Schema Markup for AI Search
The schema types that genuinely help AI platforms understand your entity: a connected @graph, Article, Speakable, Product, BreadcrumbList, and sameAs linking. JSON-LD examples for each, with sources.
The schema markup that helps AI search is the markup that describes your entity and connects it together. A connected @graph linking Organisation, WebSite, WebPage, and Article by @id gives AI platforms a verifiable picture of who you are and what a page is about. Article schema with a named author, sameAs links to authoritative profiles (LinkedIn, Wikidata), and BreadcrumbList for structure are the dependable building blocks. FAQPage is no longer a useful target: Google deprecated FAQ rich results in 2023 and we do not recommend it.
The vocabulary used throughout this guide is defined by Schema.org, the shared standard maintained by Google, Microsoft, Yahoo, and Yandex. Google recommends implementing structured data in JSON-LD format and documents every supported type in its structured data gallery. Structured data does not guarantee a citation, but it gives AI systems a reliable, machine-readable account of your entity and content that is far less ambiguous than prose alone.
What schema does (and does not) do for AI search
Schema markup does not buy citations and there is no published, reproducible figure that says "type X gives Y percent more citations". What schema does is reduce ambiguity. The Generative Engine Optimization paper (arXiv 2311.09735) found that content which is clearly attributed, cites sources, and states facts plainly is more likely to be surfaced by generative engines.

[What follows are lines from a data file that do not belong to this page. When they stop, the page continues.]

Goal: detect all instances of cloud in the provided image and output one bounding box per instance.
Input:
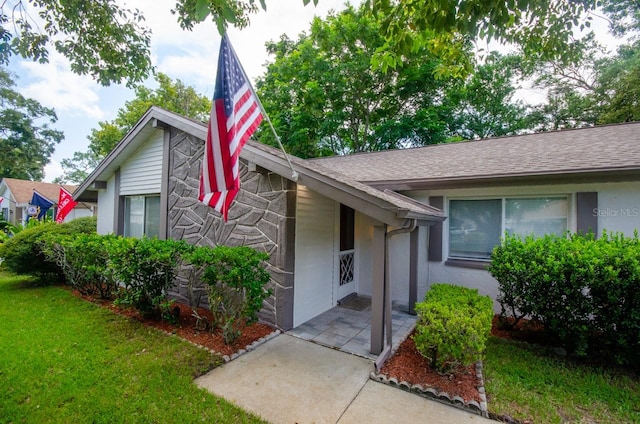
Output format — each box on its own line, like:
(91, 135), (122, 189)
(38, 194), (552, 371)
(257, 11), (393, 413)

Schema is the structured layer of that same principle: it tells the engine, unambiguously, what your organisation is, who wrote a page, when it was updated, and how your pages relate to each other. Treat schema as entity hygiene, not a growth hack.
Schema types ranked by how much they help AI understanding
| Schema type | What it does for AI | Priority |
|---|---|---|
| Connected @graph (Organization + WebSite + WebPage) | Links your entity, site, and page by @id so the engine sees one verified network rather than disconnected blocks | Critical |
| Organization + sameAs | Establishes the entity and connects it to authoritative profiles (LinkedIn, Wikidata) for cross-referencing | Critical |
| Article + Person author | Attributes content to a named author and a publisher, with datePublished/dateModified for freshness | High |
| Speakable | Flags the most quotable passages; low adoption, low cost, narrow but real support | Optional edge |
| BreadcrumbList | Describes where a page sits in your site, helping topical structure | Medium |
| Product + Offer | Gives commerce details (price, availability, brand) in machine-readable form for product queries | High (ecommerce) |
| FAQPage | Deprecated. Google removed FAQ rich results in 2023; do not add it | Avoid |
1. The @graph pattern - connect your entities
The @graph pattern connects multiple schema entities into a single, interlinked structure. Instead of separate disconnected blocks, @graph tells AI platforms your Organisation, WebSite, WebPage, and Article are part of the same verified network, linked by @id. This connected signal is more useful than the same blocks scattered and unlinked, because the engine can resolve every reference to a single entity rather than guessing.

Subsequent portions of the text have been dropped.